After the batch job completes, the above files will be renamed to the corresponding stderr/stdout files (for example: jobscript.e164894 and jobscript.o164894).  If you rename your own stdout/stderr file names, or merge stderr file to stdout file (with Torque keyword) and redirect your output to a file as follows, the temporary file names will be renamed to the file names of your choice. For example, if you have:

...
#PBS -j oe
...
aprun -n 48 ./a.out >& my_output_file (for csh/tcsh)
or: aprun -n 48 ./a.out > my_output_file 2>&1 (for bash)

Then the temporary files will be copied to "my_output_file" instead of the "jobscript.o164894" at job completion time.

Job Steps and Dependencies

There is a qsub option -W depend=dependency_list or a Torque Keyword #PBS -W depend=dependency_list for job dependencies. The most commonly used dependency_list would be afterok:jobid[:jobid...], which means the job just submitted will be executed only after the dependent job(s) have terminated without an error.
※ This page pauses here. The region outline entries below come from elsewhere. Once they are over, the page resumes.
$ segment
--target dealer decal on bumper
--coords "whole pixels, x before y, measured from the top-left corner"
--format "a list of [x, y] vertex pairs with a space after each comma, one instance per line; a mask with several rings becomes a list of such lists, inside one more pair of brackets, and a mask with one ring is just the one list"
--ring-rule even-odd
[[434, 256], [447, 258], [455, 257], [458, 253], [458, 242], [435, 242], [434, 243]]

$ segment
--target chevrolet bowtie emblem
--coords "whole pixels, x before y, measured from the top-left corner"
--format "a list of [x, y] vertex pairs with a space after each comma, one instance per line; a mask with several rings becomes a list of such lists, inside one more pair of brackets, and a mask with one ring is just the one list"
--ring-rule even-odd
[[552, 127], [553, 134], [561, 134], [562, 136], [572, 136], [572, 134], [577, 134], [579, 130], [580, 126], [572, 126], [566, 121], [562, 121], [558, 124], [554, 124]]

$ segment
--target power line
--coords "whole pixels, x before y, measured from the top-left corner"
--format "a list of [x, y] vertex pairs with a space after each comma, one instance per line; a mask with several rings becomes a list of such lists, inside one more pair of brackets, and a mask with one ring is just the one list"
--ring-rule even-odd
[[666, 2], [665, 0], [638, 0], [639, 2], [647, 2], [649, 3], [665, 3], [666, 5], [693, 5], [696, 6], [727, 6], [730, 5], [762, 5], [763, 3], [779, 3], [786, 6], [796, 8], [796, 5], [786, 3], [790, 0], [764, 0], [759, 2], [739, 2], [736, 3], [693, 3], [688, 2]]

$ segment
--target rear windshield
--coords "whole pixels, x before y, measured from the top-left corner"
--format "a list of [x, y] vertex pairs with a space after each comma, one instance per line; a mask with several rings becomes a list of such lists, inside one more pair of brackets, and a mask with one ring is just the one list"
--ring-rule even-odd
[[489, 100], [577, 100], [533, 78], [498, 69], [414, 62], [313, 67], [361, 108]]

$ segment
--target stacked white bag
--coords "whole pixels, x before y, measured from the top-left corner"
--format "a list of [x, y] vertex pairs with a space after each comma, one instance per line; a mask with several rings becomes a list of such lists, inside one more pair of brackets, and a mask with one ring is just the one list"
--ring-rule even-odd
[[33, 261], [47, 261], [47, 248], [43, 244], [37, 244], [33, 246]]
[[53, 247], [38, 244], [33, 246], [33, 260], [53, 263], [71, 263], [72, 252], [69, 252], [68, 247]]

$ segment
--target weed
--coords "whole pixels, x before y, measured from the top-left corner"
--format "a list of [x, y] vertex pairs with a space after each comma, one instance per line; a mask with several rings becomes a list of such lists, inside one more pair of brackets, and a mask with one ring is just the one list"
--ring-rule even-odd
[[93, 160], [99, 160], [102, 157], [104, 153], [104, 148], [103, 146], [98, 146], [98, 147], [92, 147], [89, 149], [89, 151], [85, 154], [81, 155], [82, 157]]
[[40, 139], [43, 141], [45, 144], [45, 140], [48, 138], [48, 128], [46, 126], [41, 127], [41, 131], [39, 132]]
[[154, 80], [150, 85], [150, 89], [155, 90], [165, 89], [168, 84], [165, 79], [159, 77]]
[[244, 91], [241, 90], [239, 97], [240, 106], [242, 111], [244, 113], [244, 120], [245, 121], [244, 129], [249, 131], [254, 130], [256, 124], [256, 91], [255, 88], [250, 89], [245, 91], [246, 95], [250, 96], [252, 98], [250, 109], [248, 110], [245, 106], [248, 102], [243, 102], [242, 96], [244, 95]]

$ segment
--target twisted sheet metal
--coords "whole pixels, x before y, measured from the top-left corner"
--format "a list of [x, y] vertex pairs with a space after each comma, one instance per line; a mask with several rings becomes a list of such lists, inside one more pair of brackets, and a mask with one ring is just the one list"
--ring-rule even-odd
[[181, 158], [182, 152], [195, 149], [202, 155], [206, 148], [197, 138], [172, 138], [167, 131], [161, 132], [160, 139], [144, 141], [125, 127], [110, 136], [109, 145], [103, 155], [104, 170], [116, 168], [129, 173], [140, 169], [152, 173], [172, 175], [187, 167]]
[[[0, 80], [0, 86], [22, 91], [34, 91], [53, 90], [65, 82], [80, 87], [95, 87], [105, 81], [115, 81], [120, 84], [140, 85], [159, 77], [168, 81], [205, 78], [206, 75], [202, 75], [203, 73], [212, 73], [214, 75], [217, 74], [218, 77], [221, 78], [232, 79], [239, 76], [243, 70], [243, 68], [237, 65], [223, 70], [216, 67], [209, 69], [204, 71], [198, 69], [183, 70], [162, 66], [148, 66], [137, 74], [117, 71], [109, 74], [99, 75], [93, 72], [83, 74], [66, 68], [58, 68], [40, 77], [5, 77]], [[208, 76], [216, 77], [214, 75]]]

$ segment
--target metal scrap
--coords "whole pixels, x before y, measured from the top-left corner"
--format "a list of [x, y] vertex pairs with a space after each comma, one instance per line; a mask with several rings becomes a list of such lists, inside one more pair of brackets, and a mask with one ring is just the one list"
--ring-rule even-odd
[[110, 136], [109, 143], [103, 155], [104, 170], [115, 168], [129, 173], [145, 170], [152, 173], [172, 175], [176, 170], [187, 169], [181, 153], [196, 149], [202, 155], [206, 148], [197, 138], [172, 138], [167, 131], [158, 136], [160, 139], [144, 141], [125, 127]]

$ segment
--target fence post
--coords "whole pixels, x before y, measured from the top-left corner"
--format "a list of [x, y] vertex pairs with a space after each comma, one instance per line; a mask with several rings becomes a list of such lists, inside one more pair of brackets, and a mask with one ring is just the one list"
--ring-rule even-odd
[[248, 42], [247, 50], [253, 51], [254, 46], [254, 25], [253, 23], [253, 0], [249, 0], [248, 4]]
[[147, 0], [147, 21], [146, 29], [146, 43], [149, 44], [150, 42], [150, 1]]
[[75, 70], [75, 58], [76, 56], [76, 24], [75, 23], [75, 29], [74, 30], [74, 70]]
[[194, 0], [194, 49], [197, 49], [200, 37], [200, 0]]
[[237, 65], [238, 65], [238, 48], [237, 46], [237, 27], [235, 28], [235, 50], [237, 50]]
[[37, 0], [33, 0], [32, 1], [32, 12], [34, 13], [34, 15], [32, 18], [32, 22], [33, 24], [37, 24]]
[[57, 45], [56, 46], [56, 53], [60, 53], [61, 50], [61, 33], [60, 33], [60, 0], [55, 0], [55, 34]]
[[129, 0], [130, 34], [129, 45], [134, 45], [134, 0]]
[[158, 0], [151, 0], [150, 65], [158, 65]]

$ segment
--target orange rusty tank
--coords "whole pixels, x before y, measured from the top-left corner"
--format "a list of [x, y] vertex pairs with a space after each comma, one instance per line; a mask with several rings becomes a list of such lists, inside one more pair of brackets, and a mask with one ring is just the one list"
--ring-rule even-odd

Another option would be afterany:jobid[:jobid...], which means the job just submitted will be executed only after the dependent job(s) have terminated either with or without an error. The second option could be useful in many restart runs since it is the user's intention to exceed wall clock limit for the first job.

Note that the job id in the "-W depend=" line, must be in the format of a complete job (jobid@torque_server), such as 164894.edique02@edique02.

For example, to run batch job2 only after batch job1 succeeds,

edison% qsub job1
164894.edique02

edison06% qsub -W depend=afterok:164894 job2
or
edison06% qsub -W depend=afterany:164894 job2

or:

edison06% qsub job1
164894.edique02
edison06% cat job2 
#PBS -q regular
#PBS -l mppwidth=24
#PBS -l walltime=0:30:00
#PBS -W depend=afterok:164894.edique02
#PBS -j oe

cd $PBS_O_WORKDIR
aprun -n 24 ./a.out
edison06% qsub job2

The second job will be in batch "Held" status until job1 has run successfully. Note that job2 has to be submitted while job1 is still in the batch system, either running or in the queue. If job1 has exited before job2 is submitted, job2 will not be released from the "Held" status.

It is also possible to submit the second job in its dependent job (job1) batch script using Torque keyword "$PBS_JOBID":

#PBS -q regular
#PBS -l mppwidth=24
#PBS -l walltime=0:30:00
#PBS -j oe

cd $PBS_O_WORKDIR
qsub -W depend=afterok:$PBS_JOBID job2
aprun -n 24 ./a.out

Please refer to qsub man page for other -W depend=dependency_list options including afterany:jobid[:jobid...], afternotok:jobid[:jobid...], before:jobid[:jobid...], etc.

Sample Scripts for Submitting Chained Dependency Jobs

Below is a simple batch script, 'runit', for submitting three chained jobs in total (job_number_max=3). It sets the job sequence number (job_number) to 1 if this variable is undefined (that is, in the first job). When the value is less than job_number_max, the current job submits the next job. The value of job_number is incremented by 1, and the new value is provided to the subsequent job.

#!/bin/bash
#PBS -q regular
#PBS -l mppwidth=1
#PBS -l walltime=0:05:00
#PBS -j oe

 : ${job_number:="1"} # set job_nubmer to 1 if it is undefined
 job_number_max=3

 cd $PBS_O_WORKDIR

 echo "hi from ${PBS_JOBID}"

 if [[ ${job_number} -lt ${job_number_max} ]]
 then
   (( job_number++ ))
   next_jobid=$(qsub -v job_number=${job_number} -W depend=afterok:${PBS_JOBID} runit)
   echo "submitted ${next_jobid}"
 fi

 sleep 15
 echo "${PBS_JOBID} done"

Using the above script, three batch jobs are submitted.